REVOLUTIONARY WAR (continued), 1778.
Let us now see the effect of the war so far, both in the mother-country and America. The surrender of Burgoyne’s army caused a great sensation in England, and efforts were immediately made in several of the large Scotch and English towns to send out troops to supply the loss; in London also, where the progress of the war had raised an anti-American spirit, £20,000 was raised by subscription for that purpose. On the other hand, subscriptions were also raised to relieve the American prisoners, who, from the cupidity and heartlessness of those in whose hands they were placed, were suffering from the want of the very necessaries of life.

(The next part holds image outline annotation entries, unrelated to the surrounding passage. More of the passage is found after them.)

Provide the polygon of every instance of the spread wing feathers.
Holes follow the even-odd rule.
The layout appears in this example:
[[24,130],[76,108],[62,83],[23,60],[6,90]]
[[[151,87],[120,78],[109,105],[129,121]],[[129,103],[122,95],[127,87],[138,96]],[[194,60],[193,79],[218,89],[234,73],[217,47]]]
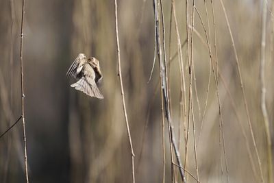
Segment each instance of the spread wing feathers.
[[76,78],[77,75],[81,72],[83,64],[86,62],[87,62],[87,60],[85,55],[79,53],[66,72],[66,76],[68,77],[73,76]]
[[95,82],[89,77],[82,77],[78,82],[71,85],[77,90],[80,90],[87,95],[98,99],[103,99],[103,95],[98,89]]

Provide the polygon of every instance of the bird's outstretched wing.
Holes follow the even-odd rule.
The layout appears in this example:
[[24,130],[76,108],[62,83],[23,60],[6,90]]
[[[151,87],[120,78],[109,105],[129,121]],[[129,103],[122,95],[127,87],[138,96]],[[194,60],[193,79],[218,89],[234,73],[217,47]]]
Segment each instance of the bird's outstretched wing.
[[66,72],[66,77],[76,78],[77,75],[81,72],[83,65],[87,62],[86,56],[79,53]]
[[87,95],[98,99],[103,99],[103,95],[97,88],[94,79],[88,76],[83,76],[78,82],[71,85],[75,90],[80,90]]

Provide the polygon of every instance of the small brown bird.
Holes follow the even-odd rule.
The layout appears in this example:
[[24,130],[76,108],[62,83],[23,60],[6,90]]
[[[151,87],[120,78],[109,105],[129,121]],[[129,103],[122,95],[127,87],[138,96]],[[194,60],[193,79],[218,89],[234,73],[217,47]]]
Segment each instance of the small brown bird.
[[66,76],[78,80],[77,82],[71,85],[71,87],[90,97],[103,99],[97,85],[103,76],[99,60],[95,58],[87,58],[84,54],[79,53],[68,69]]

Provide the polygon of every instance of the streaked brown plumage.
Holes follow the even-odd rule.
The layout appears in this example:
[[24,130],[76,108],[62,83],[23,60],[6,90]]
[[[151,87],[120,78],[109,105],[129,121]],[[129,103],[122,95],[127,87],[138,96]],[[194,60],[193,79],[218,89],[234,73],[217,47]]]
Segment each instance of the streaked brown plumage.
[[90,97],[103,99],[97,85],[103,76],[99,61],[95,58],[87,58],[84,54],[79,53],[68,69],[66,76],[79,80],[71,84],[71,87]]

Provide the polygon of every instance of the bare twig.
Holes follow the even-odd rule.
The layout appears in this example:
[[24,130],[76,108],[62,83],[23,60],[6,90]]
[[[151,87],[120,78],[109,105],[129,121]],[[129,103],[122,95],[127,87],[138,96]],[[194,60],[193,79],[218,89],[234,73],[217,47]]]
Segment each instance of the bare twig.
[[[201,40],[201,41],[203,43],[203,45],[205,47],[207,47],[206,41],[203,40],[203,38],[201,37],[201,34],[195,29],[195,28],[194,28],[194,32],[197,34],[198,38],[199,38],[199,39]],[[210,62],[210,66],[211,66],[211,62]],[[233,108],[233,110],[234,110],[234,112],[235,113],[235,115],[236,117],[236,119],[237,119],[236,121],[239,123],[239,125],[240,127],[240,130],[242,131],[242,135],[243,135],[243,136],[245,138],[245,145],[246,145],[247,152],[249,154],[249,161],[250,161],[250,162],[251,164],[251,168],[252,168],[253,173],[254,176],[256,176],[256,169],[255,169],[253,158],[252,158],[251,151],[251,149],[250,149],[250,147],[249,147],[249,145],[247,134],[245,132],[245,129],[244,129],[244,127],[243,127],[242,123],[240,123],[240,117],[239,117],[239,115],[238,115],[238,114],[237,112],[236,104],[235,104],[235,102],[234,102],[234,101],[233,99],[233,97],[232,97],[232,94],[231,94],[231,93],[230,93],[230,91],[229,90],[229,87],[228,87],[227,84],[226,84],[226,82],[225,81],[225,79],[222,76],[222,73],[220,72],[220,69],[219,68],[218,65],[217,65],[217,69],[216,69],[216,71],[218,71],[218,74],[220,75],[220,78],[221,78],[221,80],[222,81],[223,86],[225,87],[225,90],[226,90],[227,93],[228,93],[228,95],[229,95],[229,97],[230,98],[230,101],[231,101],[232,105],[232,108]]]
[[[168,73],[167,73],[167,68],[166,68],[166,42],[165,42],[165,27],[164,27],[164,10],[163,10],[163,6],[162,6],[162,0],[160,0],[160,3],[161,6],[161,18],[162,18],[162,46],[163,46],[163,52],[164,52],[164,70],[165,70],[165,76],[166,76],[166,88],[169,88],[169,80],[168,80]],[[158,7],[159,8],[159,7]],[[157,20],[156,20],[157,21]],[[159,27],[156,26],[156,28]],[[158,30],[158,29],[157,29]],[[161,76],[160,76],[161,77]],[[162,91],[162,90],[161,90]],[[168,99],[169,99],[169,90],[166,91],[166,97]],[[163,95],[162,93],[161,95],[161,101],[162,101],[162,146],[163,146],[163,166],[164,166],[164,170],[163,170],[163,182],[164,182],[164,178],[165,178],[165,164],[166,164],[166,150],[164,147],[164,99],[163,99]],[[169,102],[170,102],[170,100],[169,100]],[[169,103],[169,106],[170,105],[170,103]],[[169,126],[170,125],[169,125]],[[169,133],[170,134],[170,133]],[[171,136],[169,135],[169,141],[170,141],[170,149],[171,149],[171,162],[173,162],[173,153],[172,151],[172,146],[171,146]],[[173,166],[171,164],[171,177],[172,177],[172,180],[173,180],[173,174],[174,174],[174,169],[173,169]]]
[[15,121],[9,128],[8,128],[1,135],[0,135],[0,138],[2,138],[6,133],[8,133],[14,126],[15,126],[17,123],[21,119],[22,116],[20,116],[20,117]]
[[266,91],[264,84],[264,62],[265,62],[265,47],[266,47],[266,2],[262,6],[262,38],[261,38],[261,62],[260,62],[260,80],[261,88],[261,110],[264,119],[264,130],[266,135],[267,142],[267,163],[268,163],[268,182],[273,182],[273,168],[272,168],[272,152],[271,152],[271,136],[269,130],[269,114],[266,105]]
[[[174,151],[175,154],[176,159],[177,161],[182,167],[182,162],[180,159],[180,155],[179,152],[178,150],[178,148],[177,147],[176,144],[176,140],[174,136],[174,132],[173,132],[173,126],[171,121],[171,117],[170,115],[170,106],[169,106],[169,97],[168,97],[168,88],[166,85],[166,63],[163,63],[162,61],[162,50],[161,50],[161,45],[160,45],[160,27],[159,27],[159,18],[158,18],[158,9],[159,9],[159,5],[157,5],[158,7],[156,8],[156,5],[158,3],[156,3],[156,0],[153,1],[153,7],[154,7],[154,12],[155,12],[155,18],[156,19],[156,26],[157,26],[157,48],[158,48],[158,57],[159,57],[159,65],[160,65],[160,77],[161,77],[161,89],[162,90],[162,94],[163,94],[163,97],[164,97],[164,109],[166,111],[166,117],[168,121],[168,125],[169,125],[169,132],[170,134],[170,138],[171,138],[171,143],[174,149]],[[166,62],[165,60],[164,60],[164,62]],[[172,153],[171,154],[172,156]],[[179,169],[179,172],[181,175],[182,180],[183,180],[184,182],[185,182],[184,180],[184,172],[182,169]]]
[[123,100],[123,108],[124,110],[125,114],[125,120],[127,125],[127,136],[129,141],[130,149],[132,151],[132,182],[135,182],[135,175],[134,175],[134,151],[133,150],[132,137],[130,134],[129,125],[127,119],[127,108],[125,107],[125,95],[124,95],[124,88],[123,86],[123,79],[122,79],[122,71],[121,69],[121,58],[120,58],[120,45],[119,45],[119,36],[118,31],[118,17],[117,17],[117,1],[114,0],[114,5],[115,5],[115,31],[116,31],[116,47],[117,47],[117,55],[118,55],[118,67],[119,67],[119,75],[120,78],[120,85],[121,85],[121,92],[122,95],[122,100]]
[[198,180],[197,178],[196,178],[192,174],[191,174],[190,172],[189,172],[188,171],[187,171],[186,169],[185,169],[184,167],[177,164],[176,163],[173,163],[174,165],[175,165],[176,167],[178,167],[179,168],[181,168],[182,169],[184,169],[184,171],[186,171],[187,173],[188,173],[192,178],[194,178],[198,183],[201,183],[200,181]]
[[258,162],[259,163],[259,168],[260,168],[260,173],[261,180],[262,180],[262,182],[264,182],[264,177],[263,177],[263,174],[262,174],[261,160],[260,158],[259,152],[258,151],[256,142],[255,141],[254,133],[253,133],[253,127],[252,127],[252,125],[251,125],[251,119],[250,119],[249,112],[249,110],[248,110],[247,97],[245,95],[245,88],[244,88],[243,82],[242,82],[242,74],[241,74],[240,68],[239,60],[238,58],[238,54],[237,54],[237,51],[236,51],[236,47],[235,47],[234,39],[233,38],[232,31],[231,27],[230,27],[230,24],[229,24],[229,21],[228,21],[227,12],[225,10],[225,5],[223,4],[223,0],[221,0],[220,1],[221,1],[221,4],[222,5],[222,8],[223,8],[223,12],[225,14],[225,21],[226,21],[226,23],[227,23],[228,30],[229,32],[230,39],[231,39],[231,41],[232,41],[232,43],[233,51],[234,52],[236,62],[236,65],[237,65],[237,71],[238,71],[238,75],[239,75],[240,88],[241,88],[241,90],[242,90],[242,95],[243,99],[244,99],[245,112],[246,112],[247,117],[247,120],[248,120],[248,123],[249,123],[249,126],[250,133],[251,133],[251,137],[252,137],[252,142],[253,142],[253,146],[254,146],[254,148],[255,148],[255,151],[256,153],[257,160],[258,160]]
[[[227,160],[226,151],[225,151],[225,136],[224,136],[224,130],[223,130],[223,117],[222,117],[222,110],[221,110],[221,99],[220,99],[220,93],[219,93],[219,90],[218,77],[216,76],[216,75],[218,75],[218,73],[216,73],[216,71],[215,71],[215,69],[214,67],[211,47],[210,47],[210,42],[209,42],[209,38],[208,38],[208,34],[206,32],[206,27],[204,25],[203,20],[201,19],[201,15],[198,11],[198,10],[196,8],[196,7],[195,7],[195,10],[196,10],[197,13],[198,14],[198,16],[201,21],[201,25],[203,28],[203,31],[206,34],[206,43],[207,43],[208,51],[210,53],[210,60],[211,65],[212,67],[212,71],[213,71],[214,78],[214,81],[215,81],[215,86],[216,86],[216,90],[217,92],[218,106],[219,106],[219,117],[220,117],[220,120],[219,120],[220,131],[219,132],[220,132],[220,134],[222,134],[222,138],[223,138],[222,140],[223,140],[223,154],[225,156],[225,169],[226,169],[226,172],[227,172],[227,182],[229,182],[229,175],[228,175]],[[222,132],[221,132],[221,130]],[[220,150],[221,150],[221,138],[219,138],[219,144],[220,144]],[[221,158],[221,154],[220,154],[220,158]]]
[[25,158],[25,173],[26,182],[29,182],[29,175],[27,171],[27,137],[25,132],[25,112],[24,112],[24,73],[23,71],[23,37],[24,31],[24,14],[25,14],[25,0],[22,0],[22,19],[21,19],[21,34],[20,41],[20,60],[21,60],[21,112],[22,112],[22,123],[23,123],[23,133],[24,141],[24,158]]

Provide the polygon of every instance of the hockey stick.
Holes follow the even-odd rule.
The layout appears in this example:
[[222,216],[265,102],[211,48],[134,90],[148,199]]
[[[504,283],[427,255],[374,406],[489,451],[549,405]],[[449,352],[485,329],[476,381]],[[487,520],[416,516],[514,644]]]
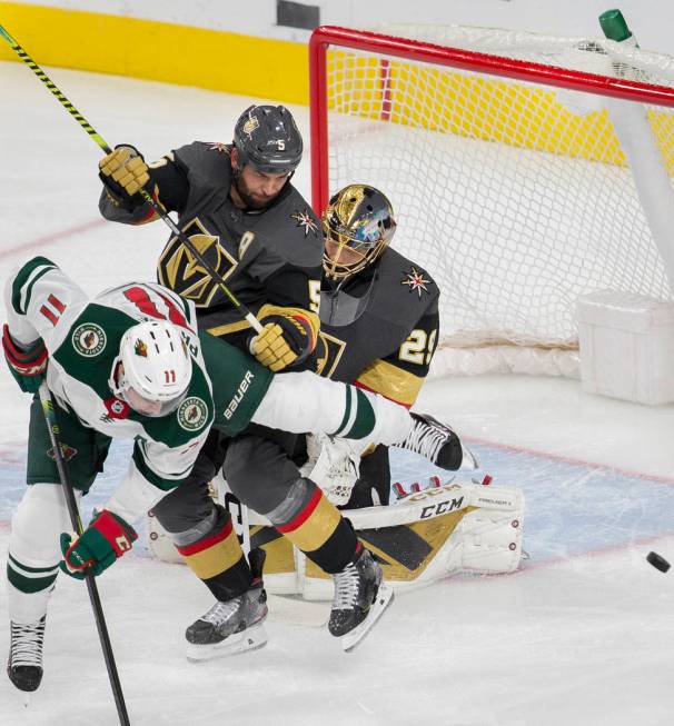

When parliament met in January of this year, the American war was the first and most important topic of discussion, and Burke and the Duke of Richmond, Lord North, and the whole of the Rockingham party, entered more or less into the advocacy of the colonies. As to the war itself, the loss of life it had occasioned, the enormous expenses which it had entailed, and the hopelessness of its results, formed a strong argument in the mouths of all reasonable men. Still the war-party was strong, and Burgoyne could neither obtain an audience from the king nor get a hearing in parliament. To increase the inveteracy of feeling also, congress appeared ready to evade the terms of the convention of Saratoga. On some plea of suspicion regarding the intentions of the British officers who objected to the troops embarking at Boston, and had ordered the transports for their conveyance to Rhode Island instead, they were detained in the country as prisoners of war.